Numb, the main character, has no family, no friends, no memory of his past before he appeared bloody and bedraggled outside a circus. Most bizarre of all, he feels no pain. People can drive nails through his hands, shoot staples into his skin, a lion can even stab its claws into him--he feels nothing.

It's tempting to see this as a prolonged metaphor for the modern condition--Camus taken one step beyond nausea to numbness. But Ferrell is too good an author for that.

The point of Numb's condition isn't how immune he (or society as a whole) is to pain. It's how much he loses by not feeling what everyone else feels. Ferrell shows us how integral pain and want are to each other. We can't know what we want if the things that hurt us and the things that help us seem one and the same. And if we can't know what we want, we can't feel love, can't even recognize it when it comes.

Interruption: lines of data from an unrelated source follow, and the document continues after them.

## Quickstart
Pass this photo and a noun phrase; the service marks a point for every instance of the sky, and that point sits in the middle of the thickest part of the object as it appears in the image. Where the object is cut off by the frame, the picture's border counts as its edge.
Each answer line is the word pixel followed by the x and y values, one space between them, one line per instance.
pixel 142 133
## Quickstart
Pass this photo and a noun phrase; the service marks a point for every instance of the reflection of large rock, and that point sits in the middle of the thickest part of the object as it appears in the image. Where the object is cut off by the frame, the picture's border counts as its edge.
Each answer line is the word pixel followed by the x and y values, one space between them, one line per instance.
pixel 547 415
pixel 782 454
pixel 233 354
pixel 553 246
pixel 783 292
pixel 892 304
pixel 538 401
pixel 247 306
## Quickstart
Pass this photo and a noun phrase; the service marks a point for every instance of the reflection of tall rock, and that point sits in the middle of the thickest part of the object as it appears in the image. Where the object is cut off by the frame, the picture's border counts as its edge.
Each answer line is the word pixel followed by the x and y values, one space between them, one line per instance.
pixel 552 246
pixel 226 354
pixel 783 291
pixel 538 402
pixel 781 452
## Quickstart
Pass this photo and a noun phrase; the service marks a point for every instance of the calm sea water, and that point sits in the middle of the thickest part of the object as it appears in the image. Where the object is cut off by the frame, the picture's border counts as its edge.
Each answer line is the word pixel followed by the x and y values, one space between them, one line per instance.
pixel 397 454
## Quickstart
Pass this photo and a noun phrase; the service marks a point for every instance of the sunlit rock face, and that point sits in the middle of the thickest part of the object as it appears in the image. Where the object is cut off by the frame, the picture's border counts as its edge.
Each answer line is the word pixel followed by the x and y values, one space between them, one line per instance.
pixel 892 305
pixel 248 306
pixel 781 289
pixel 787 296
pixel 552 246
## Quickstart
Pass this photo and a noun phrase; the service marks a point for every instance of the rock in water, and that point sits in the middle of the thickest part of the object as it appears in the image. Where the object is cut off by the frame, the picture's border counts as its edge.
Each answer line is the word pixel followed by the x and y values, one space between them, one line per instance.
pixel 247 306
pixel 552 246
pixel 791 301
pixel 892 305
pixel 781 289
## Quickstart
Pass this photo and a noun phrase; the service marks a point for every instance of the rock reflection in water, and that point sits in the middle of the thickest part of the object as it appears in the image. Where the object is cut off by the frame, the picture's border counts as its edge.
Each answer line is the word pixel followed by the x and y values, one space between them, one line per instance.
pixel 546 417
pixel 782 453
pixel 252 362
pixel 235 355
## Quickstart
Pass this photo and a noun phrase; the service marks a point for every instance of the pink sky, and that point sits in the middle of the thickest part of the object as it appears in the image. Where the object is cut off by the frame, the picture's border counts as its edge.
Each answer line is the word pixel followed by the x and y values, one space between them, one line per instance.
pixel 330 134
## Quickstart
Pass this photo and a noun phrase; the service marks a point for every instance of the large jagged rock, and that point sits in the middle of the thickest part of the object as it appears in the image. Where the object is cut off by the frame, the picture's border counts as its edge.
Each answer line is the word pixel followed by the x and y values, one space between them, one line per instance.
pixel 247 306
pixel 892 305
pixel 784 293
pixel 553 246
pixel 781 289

That means Numb is always at the mercy of everyone else's desires: the circus, his friend Mal, a surprisingly honest but driven talent agent who turns him into a major celebrity, several women. He manages to find lovers and abusers, friends and enemies, but he can't tell one from the other. Even when he makes the right choice, he doesn't know it, because he can't feel what his decision has done for him.

This is a painful novel, sometimes a little more graphic than the average reader might like. But Ferrell more than makes up for it with his spare, darkly comic style, his brilliant insights into what numbness takes away from us, and the very real compassion he shows for a character who, ultimately, wishes he could feel what most of us want to avoid.